The News International Team
Global rating agency S&P’s outlook upgrade came as a sigh of relief for the Indian equity benchmarks. It helped indices trim losses for the week triggered by geopolitical tensions, Supreme Court’s coal verdict, deferment of gas pricing and FIIs selling.
The 30-share BSE Sensex fell 464.1 points or 1.7 percent to close at 26626.32 and the 50-share NSE Nifty lost 152.6 points or 1.9 percent to 7968.85 while the broader markets hit badly. The CNX Midcap and BSE Smallcap indices were down 3.7 percent and 6 percent, respectively.
Though the market corrected, Helios Capital founder and fund manager Samir Arora said the market was not expensive, but investors had to be choosy about what they were buying.
“The event type returns related to the election and the success of Mr Modi in the elections are over; it is now a more regular market – regular market means that there is a cyclical upturn happening, inflation is declining, current account deficit is in control and next year, there may be interest rate cuts,” he added.
The recovery on last day of the week may also be an indication that the market will closely watch Prime Minister Narendra Modi’s US visit that will start in early morning on Saturday.

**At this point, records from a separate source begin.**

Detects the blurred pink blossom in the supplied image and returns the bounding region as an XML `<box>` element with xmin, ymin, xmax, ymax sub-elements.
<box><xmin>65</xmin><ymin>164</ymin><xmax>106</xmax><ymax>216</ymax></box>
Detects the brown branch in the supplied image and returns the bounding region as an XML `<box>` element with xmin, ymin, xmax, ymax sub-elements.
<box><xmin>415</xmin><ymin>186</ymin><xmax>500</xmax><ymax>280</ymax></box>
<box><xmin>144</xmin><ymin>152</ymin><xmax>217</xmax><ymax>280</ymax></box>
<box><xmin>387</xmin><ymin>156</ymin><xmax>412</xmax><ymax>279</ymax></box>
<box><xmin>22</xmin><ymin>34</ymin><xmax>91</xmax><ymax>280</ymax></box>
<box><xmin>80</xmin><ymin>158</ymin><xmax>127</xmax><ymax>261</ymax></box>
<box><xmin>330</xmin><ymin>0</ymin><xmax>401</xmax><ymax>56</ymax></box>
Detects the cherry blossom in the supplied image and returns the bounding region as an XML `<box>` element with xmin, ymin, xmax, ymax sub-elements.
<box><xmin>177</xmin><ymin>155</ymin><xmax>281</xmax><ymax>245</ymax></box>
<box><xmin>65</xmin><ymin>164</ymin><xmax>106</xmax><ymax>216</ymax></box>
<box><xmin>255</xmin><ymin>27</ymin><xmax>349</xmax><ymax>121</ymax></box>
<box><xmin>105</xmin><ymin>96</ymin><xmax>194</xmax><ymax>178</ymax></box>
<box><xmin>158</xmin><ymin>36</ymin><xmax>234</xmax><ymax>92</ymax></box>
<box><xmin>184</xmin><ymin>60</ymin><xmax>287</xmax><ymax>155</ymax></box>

But experts believe this could be a non event for the market as according to them, domestic growth led by implementation of reforms and the next Union Budget are very important factors than these visits.
Ruchir Sharma, Head of Emerging Markets and Global Macro, Morgan Stanley Investment Management dismisses all the hoopla about Prime Minister Narendra Modi’s maiden visit to the United States.
“All the investment talks in US will be just that – talks and slogans. But from a domestic policy perspective, the second year beginning with the Budget will be critical for the government,” he said.
Arora feels Modi should focus on some of the domestic issues like goods and services tax after he is back from the US.
Sharma believes that the Sensex hitting a year-end high of 30000 is unlikely as the global economic environment is not conducive for the market rally.
Events of the week
Apart from poor European flash PMI data on Tuesday and weak US housing data on Monday, geopolitical tensions hit global equities too. The US and five Arab allies on Tuesday carried out the first strikes against Islamic state militants in Syria. The Pentagon said warplanes, drones and tomahawk missiles were used in the attacks, which targeted several ISIS held areas.
On the home turf, foreign institutional investors sold more than Rs 3,500 crore worth of equity shares during the week. Even there was major outflow of funds from emerging markets due to profit taking.
Supreme Court on Wednesday announced verdict on coal block allocation case. It cancelled 214 (out of 218) coal blocks, and exempted four blocks including allocations to Sasan UMPP and NTPC and SAIL.
The apex court gave six months time for government to make alternate arrangements. Attorney General said Rs 295 per tonne penalty was imposed on all cancelled block holders.
Cabinet committee on economic affairs deferred gas pricing to November 15 on Wednesday evening.
Even the expiry on Thursday was not good for the market. The Nifty, which failed to hold the 8000 level on expiry day for September derivative contracts, fell for the first time in last eight series.
Standard & Poor’s Ratings Services on Friday revised its outlook on India to stable from negative . However, earlier in April 2012, the rating agency had cut India’s outlook to negative.
It affirmed ‘BBB-‘ long-term and ‘A-3’ short-term unsolicited sovereign credit ratings on India. It also affirmed transfer and convertibility assessment of ‘BBB+’.
“India’s improved political setting offers a conducive environment for reforms, which could boost growth prospects and improve fiscal management. Its external position is a key credit strength and well-entrenched democratic political system is another credit support,” it reasoned.
The rating agency said it could raise the rating if the economy reverts to a real per capita GDP trend growth of 5.5 percent per year and fiscal, external, or inflation metrics improve.
Stocks in action
All sectoral indices except FMCG closed in red. Bank Nifty fell 3.4 percent and CNX PSU Bank index tanked 7 percent due to huge exposure to mining and related sectors.
BSE Realty lost the most among indices, down 8.2 percent followed by Capital Goods, Metals, Power and Oil & Gas with 3-5 percent. However, BSE FMCG bucked the trend, up 2.3 percent.
Among stocks, JSPL tanked 12.6 percent due to de-allocation of blocks. BHEL, PNB, Tata Steel, Asian Paints, ICICI Bank, Reliance Industries, Bank of Baroda, DLF, SBI and ACC were down 5-9 percent.
However, ITC, HCL Technologies, HUL, ONGC, Mahindra and Mahindra and HDFC Bank outperformed, up 1-3 percent.
In the midcap space, Usha Martin, Suzlon Energy, Jayaswal Neco, Prakash Industries, Sasken Communications, JP Associates, Unitech, Andhra Bank, GMR Infrastructure and Allahabad Bank crashed 16-38 percent.